The last three NAM/GFS model runs are all printing out about four inches of new snow for Hayward. The ECMWF seems to be on board. And the Canadian model, while showing a bit less snow for the Tuesday storm, shows a pretty nice wave coming through on Thursday with a few inches. No warm up this week, and temperatures at race time around 10 degrees. (For what it’s worth, last year a week out we were expecting temperatures around 10—and then that dropped. In other words, don’t put away your wind briefs yet. I wouldn’t be surprised if the race started below 0.)
Oh, and recent trail reports make it sounds like even without new snow it won’t be an icy mess (well other than a few choice hills). But with a few inches of snow, it might take a lemon of a winter and make pretty good yellow gatorade.
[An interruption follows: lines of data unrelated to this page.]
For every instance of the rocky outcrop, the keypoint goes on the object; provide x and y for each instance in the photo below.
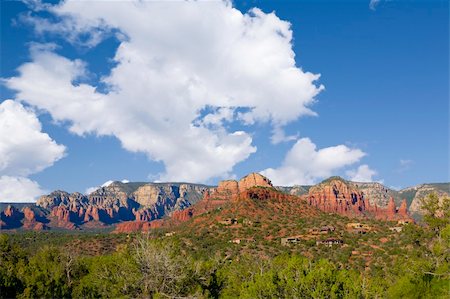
(254, 180)
(11, 218)
(231, 189)
(378, 194)
(337, 195)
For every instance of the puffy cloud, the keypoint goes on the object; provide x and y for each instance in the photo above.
(362, 174)
(404, 165)
(305, 164)
(105, 184)
(175, 61)
(18, 189)
(24, 148)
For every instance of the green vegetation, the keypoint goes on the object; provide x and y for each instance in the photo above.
(202, 263)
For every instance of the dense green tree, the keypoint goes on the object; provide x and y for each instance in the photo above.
(11, 255)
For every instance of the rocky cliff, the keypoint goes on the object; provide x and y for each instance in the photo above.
(123, 204)
(336, 195)
(118, 202)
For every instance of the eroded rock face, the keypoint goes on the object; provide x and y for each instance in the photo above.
(337, 196)
(11, 218)
(342, 197)
(254, 180)
(421, 191)
(231, 189)
(403, 209)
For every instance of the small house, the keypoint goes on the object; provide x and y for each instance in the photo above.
(330, 242)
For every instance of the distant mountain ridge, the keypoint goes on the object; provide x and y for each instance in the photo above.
(146, 202)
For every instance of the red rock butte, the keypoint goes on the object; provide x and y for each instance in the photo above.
(341, 197)
(231, 189)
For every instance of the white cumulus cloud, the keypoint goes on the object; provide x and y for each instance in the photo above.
(362, 174)
(24, 150)
(305, 164)
(18, 189)
(183, 69)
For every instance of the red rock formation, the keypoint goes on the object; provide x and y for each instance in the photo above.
(143, 215)
(230, 189)
(403, 209)
(336, 196)
(341, 197)
(390, 209)
(183, 215)
(253, 180)
(135, 226)
(61, 213)
(29, 214)
(91, 214)
(10, 211)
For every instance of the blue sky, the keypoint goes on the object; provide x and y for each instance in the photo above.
(381, 116)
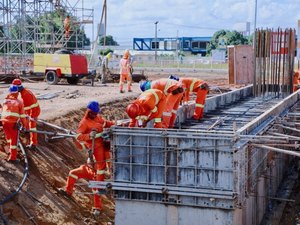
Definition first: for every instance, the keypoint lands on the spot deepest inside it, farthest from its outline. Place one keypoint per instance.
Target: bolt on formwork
(30, 26)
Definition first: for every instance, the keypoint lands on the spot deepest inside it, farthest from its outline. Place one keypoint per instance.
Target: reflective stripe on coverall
(125, 73)
(83, 172)
(12, 112)
(32, 109)
(152, 104)
(296, 80)
(194, 85)
(173, 100)
(87, 125)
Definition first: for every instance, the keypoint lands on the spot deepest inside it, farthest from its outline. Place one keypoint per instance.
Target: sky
(127, 19)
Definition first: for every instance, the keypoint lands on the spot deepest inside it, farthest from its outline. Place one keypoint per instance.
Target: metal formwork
(27, 27)
(204, 173)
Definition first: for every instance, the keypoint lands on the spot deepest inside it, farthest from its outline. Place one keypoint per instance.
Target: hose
(25, 175)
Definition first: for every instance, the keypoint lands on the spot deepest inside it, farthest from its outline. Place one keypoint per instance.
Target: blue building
(194, 45)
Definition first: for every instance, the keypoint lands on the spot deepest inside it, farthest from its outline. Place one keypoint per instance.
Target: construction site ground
(39, 202)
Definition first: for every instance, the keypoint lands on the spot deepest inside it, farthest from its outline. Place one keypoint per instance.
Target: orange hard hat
(17, 82)
(126, 54)
(133, 110)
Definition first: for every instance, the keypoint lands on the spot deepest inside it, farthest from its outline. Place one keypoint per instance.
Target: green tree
(108, 41)
(222, 38)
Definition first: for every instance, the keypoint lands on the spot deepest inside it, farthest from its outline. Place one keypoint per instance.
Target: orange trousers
(11, 136)
(84, 172)
(170, 112)
(33, 135)
(200, 102)
(124, 77)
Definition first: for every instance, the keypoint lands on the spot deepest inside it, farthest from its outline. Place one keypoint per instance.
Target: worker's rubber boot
(13, 155)
(96, 212)
(32, 147)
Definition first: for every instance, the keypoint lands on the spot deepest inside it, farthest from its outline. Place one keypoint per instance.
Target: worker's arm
(81, 133)
(132, 123)
(108, 123)
(22, 115)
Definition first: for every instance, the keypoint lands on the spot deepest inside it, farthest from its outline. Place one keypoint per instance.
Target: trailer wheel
(51, 77)
(72, 80)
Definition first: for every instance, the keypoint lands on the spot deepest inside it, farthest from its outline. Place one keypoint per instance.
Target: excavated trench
(39, 201)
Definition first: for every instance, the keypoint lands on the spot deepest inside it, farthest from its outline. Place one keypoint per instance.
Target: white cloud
(135, 18)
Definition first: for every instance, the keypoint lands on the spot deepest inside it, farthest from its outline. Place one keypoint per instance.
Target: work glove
(93, 134)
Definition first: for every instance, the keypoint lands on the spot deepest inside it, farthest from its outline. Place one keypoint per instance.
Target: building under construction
(223, 170)
(36, 26)
(228, 168)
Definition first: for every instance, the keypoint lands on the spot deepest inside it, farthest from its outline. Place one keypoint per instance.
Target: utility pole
(156, 45)
(95, 44)
(254, 47)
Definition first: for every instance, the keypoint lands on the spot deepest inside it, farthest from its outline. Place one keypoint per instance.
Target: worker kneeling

It’s looking better. The GFS has bitten on a nice slug of snow—four to eight inches—and the rest of the models show less, but at least some, coming through. The rest of the models show similar amounts, and good golly three inches sounds like it would make a nice difference between a thin, icy Birkie and a “good” Birkie. (Six inches would be nicer, of course.)
As for race-time temperatures, it looks cool—below 20 but above 0—and the models are bouncing back and forth between clear conditions and light snow. However, I am going to go out on a limb and say that it is going to be warmer than last year. Of course, it was -11 last year, so that’s not a high bar.
I always make sure, when I register for the Birkie, to check my skier confirmation, because the Birkie has, from time to time, screwed up and put people in the wrong waves. (And who can blame, them, they only have a few thousand people to keep track of.) But skier confirmation is always validated with a birth date, so you can’t just look up any old skier to see their wave. Right?
Well, not quite. If you stroll over to the media section, the Birkie is happy to help any of you aspiring journalists out there find people to talk to about the Birkie. (Of course, if you wrote about the race in the Washington Post and want to find out who made the jump from the second wave to elite, it’s probably best to hit up our statistics section—and it helps that I know the top two guys in that category.) But it’s also nice, because you can search for Birkie skiers by name, ZIP code, really anything. For instance, if I search “Ari” I find two Aris, two Arins and an Aris in the race. How many, say, Oklahomans are in the race? (One, Jakob, just you.) Let’s say you live away from Birkieland and want to find local skiers. Easy: enter the first three digits of your ZIP code and it will find people from all those ZIPs. Maybe I’ll have a Birkie party some time out east.
With less than ten days to go, we know, well, not that much. Hopefully models will pan out and we’ll see a few inches of snow next week. And hopefully the later forecasts for race day will be for, well, not rain. But there’s not too much model consensus yet, and anything is possible. Best case scenario: 3-6″ of snow early next week followed by cold temperatures. Worst? No snow, and warm rain.
(In other words, the 18Z GFS has 6″ of new snow next Tuesday. Yes, that would be nice indeed.)